In this repository, a fully convolutional model is proposed to simultaneously detect and group image pixels for multiple concrete surface defects, i.e. instance-level defect segmentation.

Python 3.x, TensorFlow > 1.0 and other common packages.

The proposed network consists of a fast single-stage detector YOLOv3 for box-level defect detection, and an optimized mask subnet that predicts a set of position-sensitive score maps for assembling defect masks.

A dataset with mask labeling of three major types of concrete surface defects: crack, spalling and exposed rebar, was prepared for training and testing of the DIS-YOLO model. In this dataset, three open-domain datasets [1-3] are exploited and merged with a bridge inspection image dataset [4] from the Highways Department. To use the dataset, you need comply with the terms and conditions of using the images from the Highways Department, therefore please write a statement and e-mail it to: czhangbd@connect.ust.hk.

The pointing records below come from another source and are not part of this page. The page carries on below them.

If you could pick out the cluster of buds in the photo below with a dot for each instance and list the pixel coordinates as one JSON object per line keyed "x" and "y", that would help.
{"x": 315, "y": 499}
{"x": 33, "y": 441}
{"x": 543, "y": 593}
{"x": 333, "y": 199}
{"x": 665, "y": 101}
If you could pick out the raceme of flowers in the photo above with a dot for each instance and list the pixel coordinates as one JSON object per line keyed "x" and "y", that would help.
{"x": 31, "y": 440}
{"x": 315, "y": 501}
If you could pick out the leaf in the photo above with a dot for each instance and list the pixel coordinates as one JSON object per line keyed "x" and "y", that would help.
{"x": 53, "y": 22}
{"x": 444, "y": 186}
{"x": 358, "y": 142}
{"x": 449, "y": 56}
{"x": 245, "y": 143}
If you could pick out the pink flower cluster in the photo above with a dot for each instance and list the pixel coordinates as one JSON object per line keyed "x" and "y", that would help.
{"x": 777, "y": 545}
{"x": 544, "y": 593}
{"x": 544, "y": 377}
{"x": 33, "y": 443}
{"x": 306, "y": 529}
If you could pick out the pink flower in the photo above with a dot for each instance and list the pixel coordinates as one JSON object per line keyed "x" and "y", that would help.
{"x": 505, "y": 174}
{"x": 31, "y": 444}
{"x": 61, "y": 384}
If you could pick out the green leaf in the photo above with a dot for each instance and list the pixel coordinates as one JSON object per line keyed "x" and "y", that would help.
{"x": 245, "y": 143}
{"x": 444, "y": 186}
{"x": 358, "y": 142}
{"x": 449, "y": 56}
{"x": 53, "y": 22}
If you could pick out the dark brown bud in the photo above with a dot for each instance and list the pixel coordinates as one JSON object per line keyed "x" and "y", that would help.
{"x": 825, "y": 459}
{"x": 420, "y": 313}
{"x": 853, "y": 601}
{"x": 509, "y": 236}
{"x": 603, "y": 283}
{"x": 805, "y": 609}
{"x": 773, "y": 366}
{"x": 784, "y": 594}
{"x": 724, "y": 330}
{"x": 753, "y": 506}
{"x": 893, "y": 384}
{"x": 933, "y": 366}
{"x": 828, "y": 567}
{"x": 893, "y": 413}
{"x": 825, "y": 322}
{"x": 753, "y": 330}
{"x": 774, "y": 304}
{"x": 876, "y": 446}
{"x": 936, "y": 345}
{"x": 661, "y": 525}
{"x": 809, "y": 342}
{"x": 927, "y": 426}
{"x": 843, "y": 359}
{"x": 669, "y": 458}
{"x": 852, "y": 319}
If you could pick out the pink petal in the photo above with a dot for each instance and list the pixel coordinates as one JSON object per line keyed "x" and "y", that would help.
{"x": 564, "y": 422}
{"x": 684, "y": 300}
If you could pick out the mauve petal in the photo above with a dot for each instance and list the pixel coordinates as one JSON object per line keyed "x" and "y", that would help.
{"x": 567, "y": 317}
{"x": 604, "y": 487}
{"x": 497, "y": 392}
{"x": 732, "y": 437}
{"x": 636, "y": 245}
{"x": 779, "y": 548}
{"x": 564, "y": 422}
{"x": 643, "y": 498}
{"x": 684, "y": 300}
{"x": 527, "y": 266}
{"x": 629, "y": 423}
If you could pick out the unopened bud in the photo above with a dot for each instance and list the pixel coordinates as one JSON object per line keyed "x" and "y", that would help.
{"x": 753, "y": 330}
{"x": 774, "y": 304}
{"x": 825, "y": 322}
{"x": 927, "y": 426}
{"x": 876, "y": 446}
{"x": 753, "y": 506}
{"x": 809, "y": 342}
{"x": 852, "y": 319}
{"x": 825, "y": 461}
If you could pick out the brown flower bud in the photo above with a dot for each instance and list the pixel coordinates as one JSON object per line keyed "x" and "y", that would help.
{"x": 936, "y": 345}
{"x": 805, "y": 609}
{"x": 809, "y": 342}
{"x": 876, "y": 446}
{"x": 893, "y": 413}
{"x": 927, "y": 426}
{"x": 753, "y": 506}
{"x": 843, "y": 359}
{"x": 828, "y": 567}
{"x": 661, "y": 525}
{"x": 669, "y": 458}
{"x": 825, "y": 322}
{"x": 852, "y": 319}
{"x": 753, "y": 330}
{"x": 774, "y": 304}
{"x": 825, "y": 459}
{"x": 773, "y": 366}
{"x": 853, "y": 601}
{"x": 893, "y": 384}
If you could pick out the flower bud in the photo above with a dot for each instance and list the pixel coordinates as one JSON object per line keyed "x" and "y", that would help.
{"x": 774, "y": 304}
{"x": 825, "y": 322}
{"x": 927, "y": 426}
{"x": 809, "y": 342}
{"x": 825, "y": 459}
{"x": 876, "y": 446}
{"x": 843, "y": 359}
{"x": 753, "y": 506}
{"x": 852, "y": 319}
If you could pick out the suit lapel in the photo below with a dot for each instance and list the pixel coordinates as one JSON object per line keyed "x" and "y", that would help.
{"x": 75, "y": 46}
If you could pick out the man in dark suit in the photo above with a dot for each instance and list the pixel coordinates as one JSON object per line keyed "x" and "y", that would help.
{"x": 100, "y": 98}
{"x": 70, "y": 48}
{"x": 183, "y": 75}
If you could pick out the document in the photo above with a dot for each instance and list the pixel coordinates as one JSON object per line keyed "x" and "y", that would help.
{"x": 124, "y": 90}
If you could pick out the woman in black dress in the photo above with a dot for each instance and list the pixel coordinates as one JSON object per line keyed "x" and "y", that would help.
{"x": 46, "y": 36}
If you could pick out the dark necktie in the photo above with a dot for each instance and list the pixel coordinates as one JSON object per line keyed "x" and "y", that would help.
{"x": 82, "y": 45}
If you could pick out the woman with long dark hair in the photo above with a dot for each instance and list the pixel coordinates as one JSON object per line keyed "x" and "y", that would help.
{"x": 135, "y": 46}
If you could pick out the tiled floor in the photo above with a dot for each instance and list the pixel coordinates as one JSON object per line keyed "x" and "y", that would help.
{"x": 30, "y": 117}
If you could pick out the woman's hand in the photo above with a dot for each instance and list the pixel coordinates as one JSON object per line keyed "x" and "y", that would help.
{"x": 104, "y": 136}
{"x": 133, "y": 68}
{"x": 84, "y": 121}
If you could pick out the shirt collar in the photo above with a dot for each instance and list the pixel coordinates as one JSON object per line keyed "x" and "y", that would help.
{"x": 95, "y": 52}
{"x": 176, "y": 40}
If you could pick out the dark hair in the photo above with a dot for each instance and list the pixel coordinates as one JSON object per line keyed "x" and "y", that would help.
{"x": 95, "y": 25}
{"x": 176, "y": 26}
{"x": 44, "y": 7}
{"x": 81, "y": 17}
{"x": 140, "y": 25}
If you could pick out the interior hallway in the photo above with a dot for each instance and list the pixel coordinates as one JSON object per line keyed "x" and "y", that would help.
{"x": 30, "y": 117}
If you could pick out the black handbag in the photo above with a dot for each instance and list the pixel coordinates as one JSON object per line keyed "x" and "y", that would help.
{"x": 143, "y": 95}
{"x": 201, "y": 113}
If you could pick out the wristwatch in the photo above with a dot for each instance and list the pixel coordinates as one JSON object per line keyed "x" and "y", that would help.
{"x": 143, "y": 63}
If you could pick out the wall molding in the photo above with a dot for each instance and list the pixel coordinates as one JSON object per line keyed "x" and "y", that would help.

1. Download the pretrained weights modified Yolov3 weights and put it into the folder “pretrained_weights”.
2. Change MODEL_PATH and relevant training parameters in config.py.
3. Create “train”, “val” and “test” folders in the “data” folder, and put the downloaded data into each folder according to the format of "train_sample". Then, run “pre_process.py” to get “ground_truth_cache.pkl” for each folder.
4. Train model using different transfer learning and fine-tuning strategies. To fine-tune specific layers, please adjust “lock = True/False” for relevant layers in yolo3_net_pos.py.
5. After training, run “calculate_test_map.py” to evaluate mask-level mAP and mIoU.

The instance segmentation accuracy mAP is up to 80% computed using the mask-level IoU metric of 0.5. The test speed is around 0.1 s per image (576×576 pixel resolution) on a PC running Ubuntu with an Intel® CoreTM i7-7700 CPU and a GeForce GTX 1060 6GB GPU. The comparison of test samples between different models is as follows:

To apply the code to a custom dataset, you need do the following items:

1. Prepare raw images and labeled masks for train/val/test.
2. Download the pretrained yolov3.weights and convert it to a “.ckpt” file. Please note that the original yolov3.weights has been trained for 80 common object classes. For custom dataset with different number of classes, you can manually crop the last class prediction channel, or select the relevant layers for restoring weight in “train_yolo3_mask.py”.
3. Change settings in config.py, such as MODEL_PATH, CLASSES and ANCHORS, etc.

1. Li S, Zhao X and Zhou G. Automatic pixel‐level multiple damage detection of concrete structure using fully convolutional network. Comput-Aided Civ Inf Eng 2019; 34: 616–634.
2. Yang L, Li B, Li W, et al. Semantic metric 3D reconstruction for concrete inspection. In: Proceedings of the IEEE/CVF Conference on Computer Vision and Pattern Recognition Workshops, Salt Lake City, UT, 18–22 June 2018, pp.1624–1632.
3. Yang X, Li H, Yu Y, et al. Automatic pixel‐level crack detection and measurement using fully convolutional network. Comput-Aided Civ Inf Eng 2018; 33: 1090–1109.
4. Zhang C, Chang CC and Jamshidi M. Concrete bridge surface damage detection using a single‐stage detector. Comput-Aided Civ Inf Eng 2020; 35: 389–409.

1. If you are using the dataset, please cite the papers that have contributed to the above dataset, and cite the following paper:
2. Zhang C, Chang C, Jamshidi M, Simultaneous Pixel-level Concrete Defect Detection and Grouping using a Fully Convolutional Model, Struct. Health Monit 2021.